Lisa Umars Grosny-Titel ist ein Hit, eine Million Mal illegal kopiert und in Umlauf gebracht. Die 38jährige Tschetschenin hat keinen einzigen Rubel daran verdient, weiß am Monatsanfang immer noch nicht, wie sie am Monatsende die 120 Euro Miete für ihre kleine Moskauer Wohnung bezahlen soll. Doch die alleinerziehende Mutter dreier Kinder, Autodidaktin, ist stolz auf ihren Erfolg.
Mir haben schon unzählige tschetschenische Frauen berichtet, dass ihre Männer, wenn sie meine Musik im Auto hören, anhalten müssen. Sie verlassen den Wagen, setzen sich in den Straßengraben, damit die Frauen ihre Tränen nicht sehen. Mir hat ein Mann gesagt, dass er seine Zeit in einem russischen Gefängnis nur ausgehalten hat, weil er in der Zelle mein Lied gehört hat. Es war "Heimat, für die wir so leiden". Und gestern erzählte mir jemand, dass ein Bekannter an einen Kontrollpunkt in Tschetschenien, an dem russische Soldaten dienen, herangefahren ist, die Musik im Auto in voller Lautstärke. Er hörte "Grosny - Heldenstadt". Der russische Soldat, der die Papiere prüfte, sagte, lass an, mach die Musik nicht leiser.
Sie war Flüchtling, als sie 1996 nachts, als alle schon schliefen, in der Küche saß und ihr erstes Lied schrieb. Solange in ihrer Heimat kein Frieden herrscht, kommen ihr immer neue Ideen. Das nächste Album ist in ihrem Kopf bereits fertig. Es erzählt wieder von Grosny, der tschetschenischen Hauptstadt, in die laut russischen Regierungsangaben Milliardenbeträge fließen. Malik Saidulajew, der ausgebremste Präsidentschaftskandidat, fragt sich, was mit all dem Geld geschieht.

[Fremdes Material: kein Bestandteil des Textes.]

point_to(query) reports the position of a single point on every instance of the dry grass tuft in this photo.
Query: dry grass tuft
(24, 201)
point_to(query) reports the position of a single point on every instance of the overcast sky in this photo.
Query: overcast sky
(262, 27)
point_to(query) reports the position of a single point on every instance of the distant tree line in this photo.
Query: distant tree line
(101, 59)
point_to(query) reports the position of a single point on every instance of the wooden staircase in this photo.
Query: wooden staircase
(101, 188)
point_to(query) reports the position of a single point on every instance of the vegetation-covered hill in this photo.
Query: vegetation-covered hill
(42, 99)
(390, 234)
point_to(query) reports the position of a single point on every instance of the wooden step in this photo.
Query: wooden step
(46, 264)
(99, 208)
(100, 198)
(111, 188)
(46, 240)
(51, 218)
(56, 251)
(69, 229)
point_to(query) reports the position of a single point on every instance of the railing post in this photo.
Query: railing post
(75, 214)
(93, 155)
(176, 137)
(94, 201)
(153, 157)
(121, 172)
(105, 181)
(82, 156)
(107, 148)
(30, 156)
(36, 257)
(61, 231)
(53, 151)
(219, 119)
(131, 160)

Grosny ist eine einzige Ruine, in die nichts investiert wurde. Nicht ein einziges Haus wurde neu aufgebaut. Hin und wieder gibt es mal ein Cafe im Erdgeschoss, oder an der Fassade wurde etwas getan, aber der Rest liegt in Trümmern. Tschetschenien hat angeblich allein im vergangenen Jahr rund 20 Milliarden Rubel Wiederaufbauhilfe bekommen, aber von diesen umgerechnet 600 Millionen Euro habe ich nicht ein einziges Objekt gesehen, für das auch nur eine Millionen Euro ausgegeben worden ist. Außer dem Regierungsgebäude, dem Innenministerium und dem Sitz der tschetschenischen Ölgesellschaft ist kaum etwas neu entstanden. Diese Gebäude werden mit Panzern, Sicherheitsdiensten und Zäunen geschützt, man versteckt sich vor dem Volk. Die Menschen sollten Kompensationszahlungen für ihre zerstörten Häuser bekommen. Tatsächlich haben bislang nur 20 Prozent der Berechtigten das Geld erhalten, und auch das nur zu einem Drittel, den Rest haben die Beamten in ihre eigenen Taschen gesteckt.

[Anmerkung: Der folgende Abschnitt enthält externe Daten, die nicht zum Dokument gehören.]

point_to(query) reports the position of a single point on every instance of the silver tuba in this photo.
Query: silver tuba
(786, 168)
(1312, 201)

Es sind die Kriegsgewinnler, die ein Ende des fast zwölf Jahre währenden Konflikts unter allen Umständen verhindern wollen. Die nicht nur die Wiederaufbauhilfen einstecken, sondern auch an den Rüstungsausgaben verdienen. Kaum jemand prüft nämlich nach, welches Kriegsgerät tatsächlich beschafft wurde, was zum Einsatz kam und im Kampf verloren wurde. Soldaten wie Vorgesetzte verdienen sich mehr als nur ein Zubrot mit dem Verhökern der Waffen an die Gegenseite.
Dass der Kremlkandidat Alu Alchanow diesen finsteren Machenschaften ein Ende bereitet, ist kaum anzunehmen. Im Gegenteil. Er fordert, Tschetschenien zu einer Sonderwirtschaftszone zu deklarieren. Damit dürfte Kontrolle von außen nur noch schwerer möglich sein.
Niemand wird in Tschetschenien Geld investieren, wenn nicht zusätzliche Steuer- oder Zollanreize geschaffen werden. Und wenn das Bankkapital, das jedes Jahr mehr ins Ausland fließt, in Tschetschenien investiert werden würde, was könnte damit alles geschaffen werden. Wie nützlich könnte dieses Geld nicht nur für Tschetschenien, sondern auch für Russland sein.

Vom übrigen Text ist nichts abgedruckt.